Researchers gathered more than a thousand training examples from the models, which ranged from individual person photographs to film stills, copyrighted news images, and trademarked firm logos, and discovered that the AI reproduced many of them almost identically. Researchers from colleges like Princeton and Berkeley, as well as from the tech sector—specifically Google and DeepMind—conducted the study.
The same team worked on a previous study that pointed out a similar issue with AI language models, especially GPT2, the forerunner to OpenAI’s wildly successful ChatGPT. Reuniting the band, the team under the guidance of Google Brain researcher Nicholas Carlini discovered the results by providing captions for images, such as a person’s name, to Google’s Imagen and Stable Diffusion. Afterward, they verified if any of the generated images matched the originals kept in the model’s database.
The dataset from Stable Diffusion, the multi-terabyte scraped image collection known as LAION, was used to generate the image below. It used the caption specified in the dataset. The identical image, albeit slightly warped by digital noise, was produced when the researchers entered the caption into the Stable Diffusion prompt. Next, the team manually verified if the image was a part of the training set after repeatedly executing the same prompt.
The researchers noted that a non-memorized response can still faithfully represent the text that the model was prompted with, but would not have the same pixel makeup and would differ from any training images.

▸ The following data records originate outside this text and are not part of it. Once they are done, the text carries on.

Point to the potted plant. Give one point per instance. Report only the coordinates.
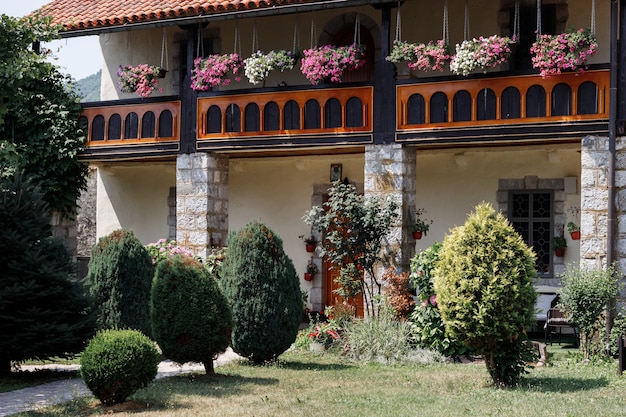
(311, 270)
(215, 70)
(420, 225)
(425, 57)
(480, 53)
(574, 230)
(142, 79)
(327, 63)
(569, 51)
(259, 65)
(559, 244)
(310, 242)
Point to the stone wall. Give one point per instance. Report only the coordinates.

Professor of computer science at ETH Zurich and research participant Florian Tramèr observed significant limitations to the findings. The photos that the researchers were able to extract either recurred frequently in the training data or stood out significantly from the rest of the photographs in the data set. According to Florian Tramèr, those with uncommon names or appearances are more likely to be ‘memorized.’

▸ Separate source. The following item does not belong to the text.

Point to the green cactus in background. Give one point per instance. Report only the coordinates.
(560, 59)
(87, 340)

Diffusion AI models are the least private kind of image-generation model, according to the researchers. In comparison to Generative Adversarial Networks (GANs), an earlier class of picture model, they leak more than twice as much training data. The goal of the research is to alert developers to the privacy risks associated with diffusion models, which include a variety of concerns such as the potential for misuse and duplication of copyrighted and sensitive private data, including medical images, and vulnerability to outside attacks where training data can be easily extracted. A fix that researchers suggest is identifying duplicate generated photos in the training set and removing them from the data collection.